At first glance, the visual approach makes Watson Studio look like IBM's answer to entry-level cloud AI services like Amazon SageMaker and Microsoft Azure ML Studio. But Watson Studio does not restrict you to a curated library of popular algorithms (although like SageMaker, it offers some curated pretrained models, in this case built from Watson). Despite its visual front end with prebuilt automation, Watson Studio is still very much aimed at hard-core data scientists. It is a good step forward in rethinking the data science workflow. As a 1.0 refactoring of previous offerings, there are still plenty of functional gaps to fill. For instance, the visual charting that illustrates model scoring over time only displays accuracy; we presume that adding other parameters like learning rate will follow in an upcoming release).
The challenge for IBM, like any company with a long legacy and large base of customers still running that legacy, is how to onramp them so they can become, in Rometty's terms, disrupters.
We bookended a couple sessions back to back that looked at both sides of the information governance issue. The brunt of IBM's data governance and integration tools stem from acquisitions made 10 - 15 years ago, so it's not surprising that these tools are showing their age. First, we attended one of a series of "user experience" roundtables where a facilitator led existing customers through a discussion of pain points and wish lists. For the InfoSphere Information Server and related tools, customers voiced concern that data lineage and search capabilities were not easily usable. A couple hours later, we caught a session focusing on how IBM is incorporating AI and ML in their next-generation data governance tools, many of them deployed as cloud services, that would address issues like those.

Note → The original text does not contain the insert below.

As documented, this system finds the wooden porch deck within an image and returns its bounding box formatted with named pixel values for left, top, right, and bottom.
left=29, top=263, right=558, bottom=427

The dilemma IBM faces is how to upgrade these customers, many of whom either lack the budgets to undergo forklift upgrades to the new generation of tools or have other priorities. It would appear that for those on the legacy InfoSphere tools, applying some of this machine learning to the existing portfolio for tracking lineage or searching metadata to make those functions more intuitive would be logical add-ons -- as long as the products are actively supported, of course.
IBM Watson Studio is closely integrated to IBM Cloud Private for Data, but for now they don't run on the same clouds.
In some cases, IBM gets in its own way. Its messaging and positioning was muddled and confusing. With the dearth of press releases, there was no authoritative go-to source for the brunt of IBM's announcements or upgrades, making the process of separating fake news from fact a matter of finding the right expert in a crowd of 20,000.
And then there was ambiguity. The slide, shown above, was prominently displayed at an expo hall keynote about IBM's latest AI offerings. It accurately shows that the new offerings, Cloud Private for Data and Watson Studio, are in fact synergistic. The speaker, IBM general manager of Watson Data & AI Beth Smith, stated that you could work seamlessly across the private and public cloud, but the slide implies that Watson Studio works with Cloud Private for Data in the private cloud. It doesn't tell you that Watson Studio is not available on Cloud Private for Data -- at least not yet (it is only available on the IBM Public Cloud). There may be good reasons for this, such as that the clock ran out before IBM could get an implementation of Watson Studio ready for Cloud Private.
Cloud Private for Data and Watson Studio are good examples of how Design Thinking was applied to produce intuitive workflows. The breakdown in communication points to the need for IBM to extend design thinking practices into the realms of messaging, positioning, and communications with all of its varied constituencies.